Once the shooting stopped, Abu Seifin saw that a building had been partially demolished. He also saw a body covered in a white sheet being carried by soldiers.
Once the military withdrew from the area, Abu Seifin “saw blood stains on the dirt and the remnants of bone and what appeared to be the remnants of the ‘brain’ of a person,” Al-Haq stated.
The rights group, noting that Ahmad Nasser Jarrar’s killing was praised by Israel’s top leadership, stated that it “may amount to a pre-planned case of ‘shoot-to-kill.’”
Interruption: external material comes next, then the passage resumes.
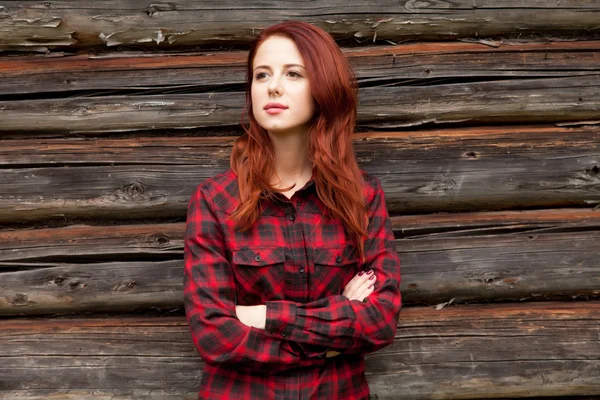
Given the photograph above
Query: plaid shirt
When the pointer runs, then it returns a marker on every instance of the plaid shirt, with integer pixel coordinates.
(297, 261)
Al-Haq also stated that the collective punishment imposed on the wider population of the northern West Bank during the search for Ahmad Nasser Jarrar is a violation of Article 33 of the Fourth Geneva Convention.
“Notably, destruction of property, not [required] by military necessity, may amount to a grave breach of the Fourth Geneva Convention and a war crime, subject to prosecution in the International Criminal Court,” Al-Haq added.